Mary Hailed as Co-Redeemer c.1922–32
Mary Hailed as Co-Redeemer is part of the decoration of the bishop of Sherbrooke’s private chapel, one of Leduc’s most successful projects. It was completed thanks to the collaboration of the architect Louis-N. Audet and the generous approval of the bishop of Sherbrooke, Monsignor Paul La Rocque. The neo-Gothic-inspired building in the heart of the bishop’s palace offered four large areas on the walls of the nave, suited to four paintings on the theme of the Virgin Mary’s part in the salvation of humanity: Mary as co-redeemer.
The composition is organized in three levels (first parents, Mary, God) along a central axis surrounded by a mandorla on which two triangles have been placed. Adam and Eve are depicted within the ascending triangle; the other, descending, shows the Virgin. This pattern is repeated in the four paintings. The unity of the decoration is established by the composition and the ensemble of iconographic elements, and supported by the colour palette of ultramarine, gold, and ochre that repeats in motifs painted on the vault and the columns, creating a jewel-box effect as of a magnificent interior refuge in a fantastical world.
The subject is relatively unusual in Christian iconography. It was treated in the Church of San Lorenzo in Lucina (Rome) at the beginning of the seventeenth century.
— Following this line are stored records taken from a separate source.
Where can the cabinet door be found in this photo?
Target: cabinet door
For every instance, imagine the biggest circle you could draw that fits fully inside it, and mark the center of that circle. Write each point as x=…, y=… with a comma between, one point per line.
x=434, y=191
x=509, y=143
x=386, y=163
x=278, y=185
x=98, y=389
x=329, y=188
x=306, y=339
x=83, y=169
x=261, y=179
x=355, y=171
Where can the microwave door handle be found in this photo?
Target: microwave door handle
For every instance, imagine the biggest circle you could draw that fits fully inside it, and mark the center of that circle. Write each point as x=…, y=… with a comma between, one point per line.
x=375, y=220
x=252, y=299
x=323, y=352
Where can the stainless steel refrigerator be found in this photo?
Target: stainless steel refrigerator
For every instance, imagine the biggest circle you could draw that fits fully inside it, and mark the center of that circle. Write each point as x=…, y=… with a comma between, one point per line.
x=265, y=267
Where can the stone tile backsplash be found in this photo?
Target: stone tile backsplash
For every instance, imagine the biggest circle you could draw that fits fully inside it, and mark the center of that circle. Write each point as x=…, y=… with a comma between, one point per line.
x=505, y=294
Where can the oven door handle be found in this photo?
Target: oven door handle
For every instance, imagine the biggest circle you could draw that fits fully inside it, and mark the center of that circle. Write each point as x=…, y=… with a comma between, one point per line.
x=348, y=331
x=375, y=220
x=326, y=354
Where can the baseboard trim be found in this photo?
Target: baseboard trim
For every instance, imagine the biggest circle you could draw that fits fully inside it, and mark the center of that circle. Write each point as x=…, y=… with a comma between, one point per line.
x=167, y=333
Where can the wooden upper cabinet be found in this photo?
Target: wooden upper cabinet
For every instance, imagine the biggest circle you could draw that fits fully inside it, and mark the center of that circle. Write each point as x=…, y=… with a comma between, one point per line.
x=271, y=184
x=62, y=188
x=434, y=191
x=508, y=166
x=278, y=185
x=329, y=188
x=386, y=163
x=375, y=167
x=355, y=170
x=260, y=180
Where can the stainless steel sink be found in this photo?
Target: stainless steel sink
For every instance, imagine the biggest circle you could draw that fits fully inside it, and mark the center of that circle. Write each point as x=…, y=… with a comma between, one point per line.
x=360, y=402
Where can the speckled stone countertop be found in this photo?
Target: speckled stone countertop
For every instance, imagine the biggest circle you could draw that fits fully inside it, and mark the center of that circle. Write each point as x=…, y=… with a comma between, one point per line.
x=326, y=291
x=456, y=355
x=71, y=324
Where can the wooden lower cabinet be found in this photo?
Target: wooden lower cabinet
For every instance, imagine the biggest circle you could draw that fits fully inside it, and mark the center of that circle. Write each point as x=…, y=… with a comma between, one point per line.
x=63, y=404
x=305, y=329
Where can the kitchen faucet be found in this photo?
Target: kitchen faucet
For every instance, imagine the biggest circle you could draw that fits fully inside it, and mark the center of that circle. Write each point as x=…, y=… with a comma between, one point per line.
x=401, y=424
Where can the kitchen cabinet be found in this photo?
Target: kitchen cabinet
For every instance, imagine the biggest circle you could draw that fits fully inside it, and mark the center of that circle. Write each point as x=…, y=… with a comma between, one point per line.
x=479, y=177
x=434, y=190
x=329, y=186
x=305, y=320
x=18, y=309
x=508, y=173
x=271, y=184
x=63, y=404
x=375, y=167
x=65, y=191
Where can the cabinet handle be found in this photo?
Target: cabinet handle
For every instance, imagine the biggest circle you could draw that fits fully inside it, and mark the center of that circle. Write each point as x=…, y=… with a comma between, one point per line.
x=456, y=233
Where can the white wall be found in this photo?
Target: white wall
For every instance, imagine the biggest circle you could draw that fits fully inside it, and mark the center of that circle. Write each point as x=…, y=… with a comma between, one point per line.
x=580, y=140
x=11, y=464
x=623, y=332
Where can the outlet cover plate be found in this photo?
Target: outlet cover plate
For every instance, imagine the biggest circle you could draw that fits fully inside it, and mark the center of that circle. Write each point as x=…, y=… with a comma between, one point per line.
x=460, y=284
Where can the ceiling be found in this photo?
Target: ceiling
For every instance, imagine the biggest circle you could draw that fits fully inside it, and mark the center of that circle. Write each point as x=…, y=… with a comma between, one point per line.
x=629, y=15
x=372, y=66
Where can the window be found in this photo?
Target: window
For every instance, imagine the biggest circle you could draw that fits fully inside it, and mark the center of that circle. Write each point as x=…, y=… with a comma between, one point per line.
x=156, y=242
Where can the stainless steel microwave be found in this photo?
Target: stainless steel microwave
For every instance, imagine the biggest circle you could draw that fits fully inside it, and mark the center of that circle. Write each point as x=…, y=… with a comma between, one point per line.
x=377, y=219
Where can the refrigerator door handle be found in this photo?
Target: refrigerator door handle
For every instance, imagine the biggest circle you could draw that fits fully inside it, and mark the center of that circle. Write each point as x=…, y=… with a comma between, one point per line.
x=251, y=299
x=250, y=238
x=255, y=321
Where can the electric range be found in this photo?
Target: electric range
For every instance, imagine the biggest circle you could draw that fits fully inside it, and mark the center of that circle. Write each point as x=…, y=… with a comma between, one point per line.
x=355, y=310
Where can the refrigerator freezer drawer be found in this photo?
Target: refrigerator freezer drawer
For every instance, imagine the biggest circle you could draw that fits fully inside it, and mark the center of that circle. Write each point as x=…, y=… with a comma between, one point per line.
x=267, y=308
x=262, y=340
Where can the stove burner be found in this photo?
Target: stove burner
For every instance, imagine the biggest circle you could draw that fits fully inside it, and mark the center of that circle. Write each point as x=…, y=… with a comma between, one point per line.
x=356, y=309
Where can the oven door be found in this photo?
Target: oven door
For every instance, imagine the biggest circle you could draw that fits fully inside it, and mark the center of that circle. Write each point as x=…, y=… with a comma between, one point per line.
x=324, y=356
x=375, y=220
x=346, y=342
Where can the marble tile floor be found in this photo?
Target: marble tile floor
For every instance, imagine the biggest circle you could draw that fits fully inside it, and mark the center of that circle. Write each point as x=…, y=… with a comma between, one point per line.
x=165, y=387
Closer to home, Ludger Larose (1868–1915) chose to represent it in 1892 in the Notre-Dame du Sacré-Coeur Chapel of Notre-Dame de Montréal (destroyed). Interest in this theme was part of a movement of fervent devotion to the Virgin that had arisen in Quebec at the end of the nineteenth century. The proclamation of the dogma of the Immaculate Conception in 1854 and apparitions of the Virgin at Lourdes in 1862 and at Fatima in 1917 helped to sustain this trend, which was characterized by daily familial recitations of the rosary, among other forms of devotion. Rather than insisting on such a recent event, Leduc chose instead to focus on the central role played by the Virgin as the mother of God.
In addition to the painting of Mary as co-redeemer, the chapel has an Annunciation and, on the facing wall, a representation of the Finding in the Temple and the Crucifixion, which overlooks the scene in which the Virgin appears to Adam and Eve after they were expelled from the Earthly Paradise and God promised to send his son to redeem the original sin. A comparison of the treatment of the Virgin in Mary Hailed as Co-Redeemer with that in The Crucifixion shows that the one follows the other as a sort of echo, placing the Virgin in an attitude comparable to that of the dying Christ.